Há dias, a maioria dos grupos parlamentares decidiu determinar a implementação de um conjunto de medidas que tornem menos gravosa a condição de precariedade em que já vivem milhares de agregados familiares. Creio que essas medidas foram pensadas, tendo em conta as implicações orçamentais para que estas não venham obrigar, mais tarde, à sobrecarga tributária que recai sempre sobre quem menos possibilidades financeiras tem de os suportar. Que, agora, não se dê com uma mão o que, mais tarde se terá de tirar com a outra. Não deixo, contudo, de me rever nas preocupações manifestadas pela maioria dos parlamentares. Os problemas sociais estão a agudizar-se e precisam de ser atacados para não se avolumarem mais quando vier a terminar a concessão de apoios que, em boa hora, o Governo atribuiu a pessoas e a empresas. Há quem manifeste preocupações com o aumento da dívida soberana. Mas é importante, nas atuais circunstâncias, dar prioridade à vida das pessoas para que não percam condições dignas de subsistência. Esta questão dos déficits públicos, bem como das dívidas particulares mereciam uma profunda e revolucionária reflexão a nível mundial, pois boa parte deste tipo de problemas resulta da usura desmedida do poder do Capital em detrimento de sadios critérios de justiça redistributiva. Basta verificar as imposições determinadas pelo FMI e, no caso da Europa, pelo Banco Central Europeu para se perceber que os encargos com empréstimos a países mais vulneráveis são concedidos com taxas de juros que exigem medidas de austeridade sempre penalizadoras sobre os rendimentos do trabalho e menos sobre os do Capital.
A verdade é que estamos a viver uma crise já muito preocupante e com adversidades sem precedentes. O princípio orientador para a enfrentar tem de ser a defesa dos direitos fundamentais das pessoas, sabendo que a pobreza é uma violação desses direitos. Em tempo de crise económica e financeira o único caminho é o reforço desses direitos, concretamente, os de maior incidência social.

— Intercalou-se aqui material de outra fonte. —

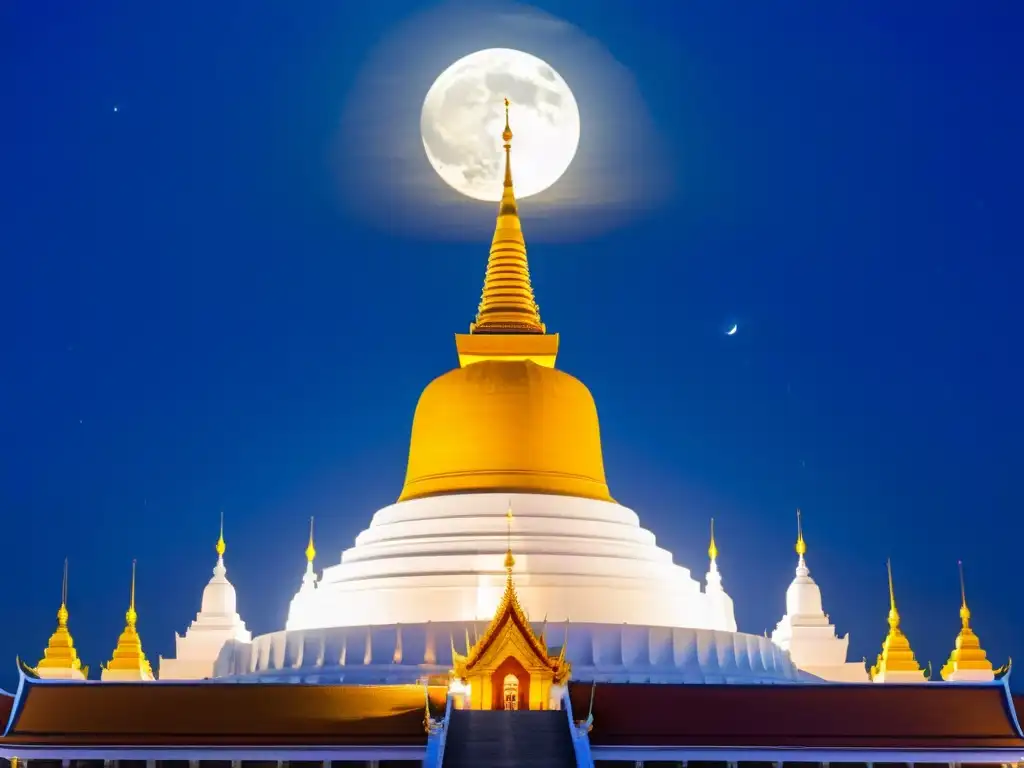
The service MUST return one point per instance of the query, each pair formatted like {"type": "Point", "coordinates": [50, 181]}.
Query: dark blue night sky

A minha experiência frequente de contato com problemas sociais, fazem-me ter a plena consciência de que a perda de direitos sociais é uma constante infeliz na sociedade portuguesa, mesmo em tempos, economicamente, mais favoráveis. O desemprego que, mesmo ao atingir percentagens de um dígito, não deixa de ser sempre uma preocupação pelas implicações que tem na vida da pessoas; os rendimentos baixos que afetam mesmo as classes trabalhadoras, não permitindo que muita gente ultrapasse o limiar da pobreza; a dificuldade no acesso aos cuidados de saúde que obrigam a doses incomensuráveis de paciência para esperar meses e anos, algumas vezes com resultados dramáticos; a impossibilidade de pagar rendas de casas com preços escandalosos face ao tipo de habitação disponível…
Como é evidente, a crise que estamos a vivenciar agudiza estes problemas e faz surgir outros. Um dos desafios maiores a enfrentar é o acesso a um direito, que é também um dever, possibilitador de recuperar a dignidade às pessoas. Trata-se do acesso ao trabalho e a salários dignos.
Embora com níveis diferentes, esta é uma das preocupações subjacentes ao Pilar dos Direitos Sociais refletido no Plano de Recuperação e Resiliência, bem como no Plano de Combate à Pobreza. Importa que quaisquer medidas que venham a ser contempladas cuidem de identificar, com clareza e transparência, os recursos mobilizáveis e os procedimentos e mecanismos a que as entidades promotoras de emprego possam recorrer. Os subsídios à criação de emprego têm de estar diretamente correlacionados com a efetiva criação de postos de trabalho estáveis e com aceitável qualidade. A formação académica e profissional deveria ser avaliada pelo nível de empregos que permita efetivamente criar.
Na área social reside uma fonte geradora extraordinária de criação de trabalho remunerado. Para isso, é indispensável repensar algumas das atividades existentes e avançar rápido com a criação de outras. Refiro apenas uma por ser, devido ao aumento da longevidade, das mais promissoras que são as da satisfação das necessidades dos mais velhos. Há um potencial enorme nas condições necessárias para se acrescentar mais qualidade aos mais anos vividos. Para isso, impõe-se a elaboração de um Plano Nacional de Respostas Multidimensionais e Integradas para Seniores que viabilize Políticas Públicas realistas e concretizadas por todas as organizações que melhor conseguirem oferecer qualidade de vida e implicar os destinatários na adequação dos seus projetos de vida.
Muitos e novos postos de trabalho poderiam surgir.